Giving second-hand bargains a new lease of life is one of my favourite things about my language book obsession. For a start, it’s an accessible hobby. Like the books, most of the tools and techniques for book restoration are extremely cheap. Some, like UV disinfection boxes, are less so, but still no longer prohibitively expensive.
Community support is a big factor, too. There’s an almost inexhaustible pool of tips out there. Through scouring the gamut of book-lovers’ websites, Reddits, TikToks and more, I’ve added another few everyday essentials to the book care list.
Trigger warning – there will be a lot of talk about grime here! The upside?
It becomes clear how easy it is to deal with it.
Sometimes you’ll come across a page or two that needs a bit of extra treatment. As with glossy book covers and edges, you can target stains or blemishes with surgical spirit to gently clean and sanitise. But if you need to go a little harder on a page or two, slip a piece of greaseproof paper beneath it. That way, you won’t be too rough on its neighbours as well.
No, art gum isn’t glue, a I thought when I first happened upon it mentioned by a book fixer. It’s actually a very gentle kind of erasing rubber. It’s a popular choice amongst artists as, unlike the school pencil case alternatives, it doesn’t disintegrate with use, and so leaves no grainy residue.

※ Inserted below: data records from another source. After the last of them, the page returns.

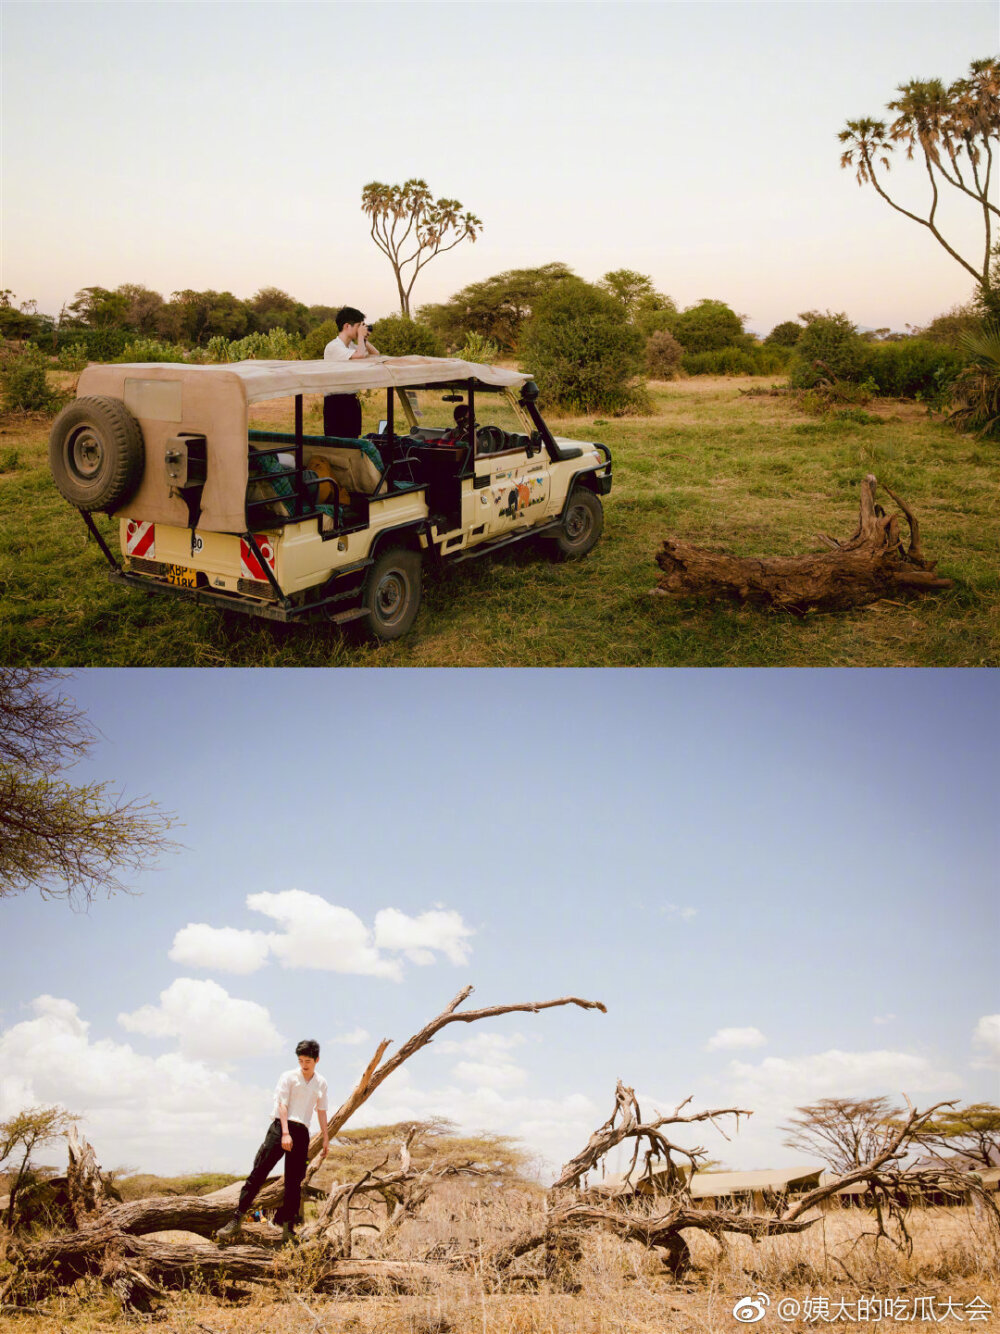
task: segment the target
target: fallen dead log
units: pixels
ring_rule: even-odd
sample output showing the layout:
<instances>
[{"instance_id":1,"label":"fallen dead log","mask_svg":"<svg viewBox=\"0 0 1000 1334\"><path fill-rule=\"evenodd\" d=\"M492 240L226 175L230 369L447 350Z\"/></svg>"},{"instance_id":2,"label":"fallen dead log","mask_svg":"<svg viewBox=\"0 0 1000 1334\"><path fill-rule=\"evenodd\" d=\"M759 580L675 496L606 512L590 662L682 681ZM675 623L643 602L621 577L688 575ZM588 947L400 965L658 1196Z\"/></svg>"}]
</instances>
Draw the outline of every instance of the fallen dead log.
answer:
<instances>
[{"instance_id":1,"label":"fallen dead log","mask_svg":"<svg viewBox=\"0 0 1000 1334\"><path fill-rule=\"evenodd\" d=\"M336 1134L342 1128L393 1071L415 1052L426 1047L448 1024L475 1023L479 1019L515 1012L537 1014L541 1010L563 1005L600 1010L602 1013L605 1011L600 1001L564 996L558 1000L495 1005L457 1013L458 1007L471 992L472 987L463 988L439 1015L409 1038L388 1060L383 1061L389 1046L388 1040L379 1044L361 1079L331 1118L331 1134ZM320 1166L317 1156L320 1143L317 1136L310 1144L313 1161L309 1166L307 1182ZM407 1214L419 1207L436 1177L465 1170L473 1169L470 1165L467 1168L442 1167L440 1170L414 1172L409 1163L408 1145L404 1145L400 1171L384 1178L373 1177L371 1182L371 1189L385 1193L387 1202L390 1192L394 1192L391 1194L393 1212L383 1229L385 1235L391 1236ZM149 1297L147 1280L156 1278L169 1286L186 1283L195 1275L213 1281L216 1278L282 1281L289 1262L284 1255L276 1257L274 1251L266 1246L230 1246L220 1249L214 1245L169 1242L148 1235L193 1232L198 1236L211 1236L232 1217L239 1193L238 1186L228 1186L207 1196L154 1196L127 1204L113 1204L103 1189L106 1182L101 1176L96 1156L86 1143L71 1146L70 1175L74 1178L73 1198L79 1201L74 1209L77 1226L74 1230L56 1233L44 1241L24 1242L15 1239L11 1242L8 1245L8 1257L13 1261L14 1273L7 1285L11 1292L48 1290L53 1286L72 1284L87 1274L99 1274L116 1290L136 1293L145 1303ZM354 1194L359 1189L360 1183L350 1187L349 1192ZM311 1193L326 1194L315 1188ZM282 1183L275 1179L260 1192L255 1204L270 1207L280 1203L282 1195ZM352 1258L349 1254L349 1198L344 1220L346 1240L343 1243L343 1249L348 1254L338 1254L340 1243L333 1242L328 1233L339 1198L339 1194L333 1192L321 1213L319 1225L307 1229L307 1239L311 1234L308 1253L314 1261L310 1266L310 1286L318 1291L326 1291L349 1284L355 1290L368 1290L378 1289L388 1283L410 1290L414 1285L425 1283L430 1277L442 1272L440 1264ZM248 1231L252 1232L252 1229Z\"/></svg>"},{"instance_id":2,"label":"fallen dead log","mask_svg":"<svg viewBox=\"0 0 1000 1334\"><path fill-rule=\"evenodd\" d=\"M920 525L909 507L883 484L909 528L904 549L901 516L886 513L876 503L875 489L875 477L869 473L861 483L858 528L852 537L840 542L819 534L830 549L806 556L732 556L667 538L656 555L661 573L653 592L776 607L801 615L951 588L952 580L934 573L937 562L924 556Z\"/></svg>"}]
</instances>

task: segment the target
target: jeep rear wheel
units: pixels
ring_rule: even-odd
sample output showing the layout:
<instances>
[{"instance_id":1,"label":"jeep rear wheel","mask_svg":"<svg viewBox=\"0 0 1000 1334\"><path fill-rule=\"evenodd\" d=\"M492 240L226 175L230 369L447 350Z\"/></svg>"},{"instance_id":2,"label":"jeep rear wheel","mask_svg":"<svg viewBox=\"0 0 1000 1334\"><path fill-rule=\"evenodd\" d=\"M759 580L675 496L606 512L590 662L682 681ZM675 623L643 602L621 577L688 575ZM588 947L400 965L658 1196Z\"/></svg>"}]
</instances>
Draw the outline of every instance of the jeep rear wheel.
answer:
<instances>
[{"instance_id":1,"label":"jeep rear wheel","mask_svg":"<svg viewBox=\"0 0 1000 1334\"><path fill-rule=\"evenodd\" d=\"M366 633L371 639L399 639L420 610L420 556L396 547L377 557L365 581Z\"/></svg>"},{"instance_id":2,"label":"jeep rear wheel","mask_svg":"<svg viewBox=\"0 0 1000 1334\"><path fill-rule=\"evenodd\" d=\"M604 506L593 491L580 486L566 502L562 527L552 539L557 559L585 556L604 531Z\"/></svg>"},{"instance_id":3,"label":"jeep rear wheel","mask_svg":"<svg viewBox=\"0 0 1000 1334\"><path fill-rule=\"evenodd\" d=\"M143 464L139 423L117 398L78 398L52 423L52 478L77 509L110 513L139 485Z\"/></svg>"}]
</instances>

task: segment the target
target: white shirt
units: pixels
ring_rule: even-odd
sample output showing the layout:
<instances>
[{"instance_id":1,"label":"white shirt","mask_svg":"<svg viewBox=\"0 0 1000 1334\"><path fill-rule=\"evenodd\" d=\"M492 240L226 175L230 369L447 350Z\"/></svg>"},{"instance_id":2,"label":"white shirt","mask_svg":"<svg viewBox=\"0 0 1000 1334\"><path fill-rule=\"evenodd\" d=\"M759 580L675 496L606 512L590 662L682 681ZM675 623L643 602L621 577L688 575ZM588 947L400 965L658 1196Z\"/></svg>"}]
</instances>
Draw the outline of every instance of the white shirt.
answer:
<instances>
[{"instance_id":1,"label":"white shirt","mask_svg":"<svg viewBox=\"0 0 1000 1334\"><path fill-rule=\"evenodd\" d=\"M350 361L357 350L357 343L352 343L348 347L338 334L336 338L331 338L323 349L323 359L324 361Z\"/></svg>"},{"instance_id":2,"label":"white shirt","mask_svg":"<svg viewBox=\"0 0 1000 1334\"><path fill-rule=\"evenodd\" d=\"M312 1079L306 1083L301 1070L286 1070L274 1090L274 1117L279 1115L281 1106L288 1108L289 1121L301 1121L308 1126L317 1108L326 1111L326 1080L314 1070Z\"/></svg>"}]
</instances>

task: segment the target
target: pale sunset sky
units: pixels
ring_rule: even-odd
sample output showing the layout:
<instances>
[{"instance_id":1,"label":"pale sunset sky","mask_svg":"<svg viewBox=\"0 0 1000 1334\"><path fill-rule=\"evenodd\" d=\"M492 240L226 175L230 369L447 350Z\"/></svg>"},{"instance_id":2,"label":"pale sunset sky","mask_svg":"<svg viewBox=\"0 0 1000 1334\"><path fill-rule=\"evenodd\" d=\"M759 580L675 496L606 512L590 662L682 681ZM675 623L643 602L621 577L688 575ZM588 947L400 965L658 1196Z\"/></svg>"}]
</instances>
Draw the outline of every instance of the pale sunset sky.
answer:
<instances>
[{"instance_id":1,"label":"pale sunset sky","mask_svg":"<svg viewBox=\"0 0 1000 1334\"><path fill-rule=\"evenodd\" d=\"M504 269L628 267L766 332L968 299L926 231L839 166L846 119L998 46L937 3L6 3L3 272L57 314L88 285L397 306L360 210L424 177L483 220L416 303ZM897 155L901 159L901 155ZM900 160L893 186L920 206ZM942 218L975 255L968 201Z\"/></svg>"}]
</instances>

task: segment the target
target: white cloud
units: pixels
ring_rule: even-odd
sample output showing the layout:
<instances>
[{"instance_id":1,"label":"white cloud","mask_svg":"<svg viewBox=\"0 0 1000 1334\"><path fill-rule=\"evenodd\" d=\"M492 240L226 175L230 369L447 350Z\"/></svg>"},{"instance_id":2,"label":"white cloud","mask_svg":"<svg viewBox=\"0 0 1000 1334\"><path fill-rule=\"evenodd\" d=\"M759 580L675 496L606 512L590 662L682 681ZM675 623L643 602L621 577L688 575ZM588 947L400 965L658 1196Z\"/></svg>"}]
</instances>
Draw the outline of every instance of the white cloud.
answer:
<instances>
[{"instance_id":1,"label":"white cloud","mask_svg":"<svg viewBox=\"0 0 1000 1334\"><path fill-rule=\"evenodd\" d=\"M706 1051L731 1051L736 1047L763 1047L767 1038L759 1028L719 1028L705 1043Z\"/></svg>"},{"instance_id":2,"label":"white cloud","mask_svg":"<svg viewBox=\"0 0 1000 1334\"><path fill-rule=\"evenodd\" d=\"M182 1056L231 1061L279 1051L281 1036L256 1001L230 996L217 982L179 977L160 992L159 1005L143 1005L118 1022L130 1033L177 1038Z\"/></svg>"},{"instance_id":3,"label":"white cloud","mask_svg":"<svg viewBox=\"0 0 1000 1334\"><path fill-rule=\"evenodd\" d=\"M690 922L698 916L697 908L687 908L679 903L665 903L660 912L667 917L679 917L682 922Z\"/></svg>"},{"instance_id":4,"label":"white cloud","mask_svg":"<svg viewBox=\"0 0 1000 1334\"><path fill-rule=\"evenodd\" d=\"M362 1042L367 1042L369 1037L367 1028L352 1028L349 1033L340 1033L331 1042L340 1042L348 1047L359 1047Z\"/></svg>"},{"instance_id":5,"label":"white cloud","mask_svg":"<svg viewBox=\"0 0 1000 1334\"><path fill-rule=\"evenodd\" d=\"M239 931L234 926L191 922L174 936L170 958L189 968L224 973L255 973L267 961L271 937L264 931Z\"/></svg>"},{"instance_id":6,"label":"white cloud","mask_svg":"<svg viewBox=\"0 0 1000 1334\"><path fill-rule=\"evenodd\" d=\"M467 963L472 934L457 912L436 910L408 917L398 908L381 908L375 914L375 944L402 951L412 963L433 963L433 950L440 950L451 963Z\"/></svg>"},{"instance_id":7,"label":"white cloud","mask_svg":"<svg viewBox=\"0 0 1000 1334\"><path fill-rule=\"evenodd\" d=\"M440 1056L481 1056L509 1060L508 1052L527 1041L523 1033L470 1033L467 1038L444 1038L434 1043Z\"/></svg>"},{"instance_id":8,"label":"white cloud","mask_svg":"<svg viewBox=\"0 0 1000 1334\"><path fill-rule=\"evenodd\" d=\"M282 928L283 934L272 934L270 940L272 954L285 968L324 968L396 982L403 976L399 962L379 954L372 933L350 908L301 889L250 894L247 907Z\"/></svg>"},{"instance_id":9,"label":"white cloud","mask_svg":"<svg viewBox=\"0 0 1000 1334\"><path fill-rule=\"evenodd\" d=\"M488 1089L520 1088L528 1080L528 1072L523 1066L508 1061L458 1061L454 1074L463 1084Z\"/></svg>"},{"instance_id":10,"label":"white cloud","mask_svg":"<svg viewBox=\"0 0 1000 1334\"><path fill-rule=\"evenodd\" d=\"M70 1000L39 996L33 1017L0 1032L0 1116L60 1103L84 1118L104 1167L245 1171L267 1124L270 1090L241 1086L217 1065L150 1057L92 1039ZM48 1161L62 1154L53 1149Z\"/></svg>"},{"instance_id":11,"label":"white cloud","mask_svg":"<svg viewBox=\"0 0 1000 1334\"><path fill-rule=\"evenodd\" d=\"M986 1048L986 1059L976 1062L982 1066L1000 1065L1000 1014L984 1014L972 1035L977 1046Z\"/></svg>"},{"instance_id":12,"label":"white cloud","mask_svg":"<svg viewBox=\"0 0 1000 1334\"><path fill-rule=\"evenodd\" d=\"M873 1024L891 1024L895 1019L894 1014L876 1014L872 1018Z\"/></svg>"},{"instance_id":13,"label":"white cloud","mask_svg":"<svg viewBox=\"0 0 1000 1334\"><path fill-rule=\"evenodd\" d=\"M459 913L434 909L408 917L382 908L374 928L357 913L299 889L250 894L247 907L270 917L278 931L244 931L191 922L177 932L170 957L178 963L231 973L252 973L269 958L284 968L327 969L334 973L387 977L399 982L398 957L426 966L443 954L453 964L469 958L472 928Z\"/></svg>"},{"instance_id":14,"label":"white cloud","mask_svg":"<svg viewBox=\"0 0 1000 1334\"><path fill-rule=\"evenodd\" d=\"M925 1056L902 1051L830 1051L786 1059L768 1056L759 1065L731 1061L729 1074L749 1106L782 1109L815 1098L924 1093L957 1083ZM754 1101L756 1099L756 1101Z\"/></svg>"}]
</instances>

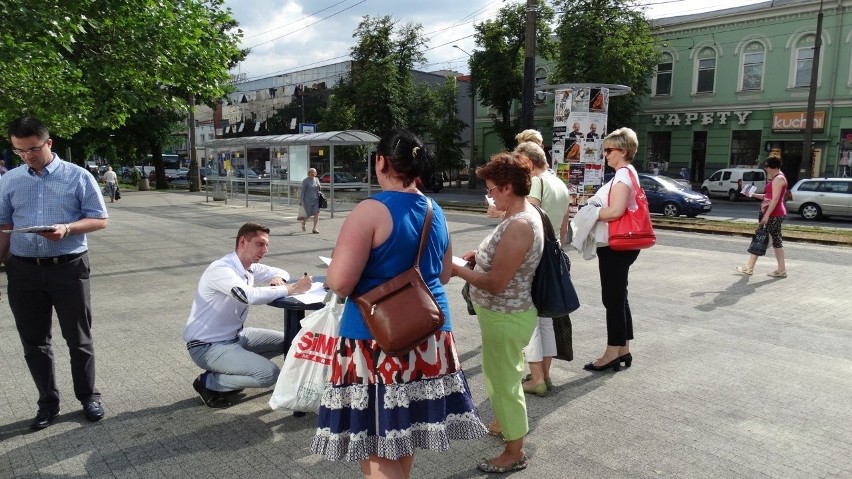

That makes it handy not only for rubbing pencil and pen marks from book pages, but also other bits and pieces that shouldn’t be there (food stains, the odd dead fly – seriously, it’s best not to think about what, just how to get rid and forget!).
Art gum barely any more expensive than a standard one either. Faber-Castell do a great malleable version which costs under a fiver.
Freezer Bags (and Freezer!)
OK, a freezer isn’t exactly cheap. That said, of course, it’s pretty likely that there’s already one at home. Freezing a book (in a protective freezer or ziplock bag, of course) may seem a strange course of action. But it’s an excellent way to dry and loosen any grime or residue that’s stuck to pages. Blitz a book with cold, and it’ll only take a blunt knife to dislodge any undesirable blobs. Again, best not to ponder… Just act, and those pages will be as new.
Please don’t let all this talk of mystery stains put you off, though. It’s very rare that you’ll have anything to worry about from the biggest and the best second-hand booksellers out there. It’s just nice to have strategies for the odd stubborn case.
After all, doesn’t every book deserve a second chance?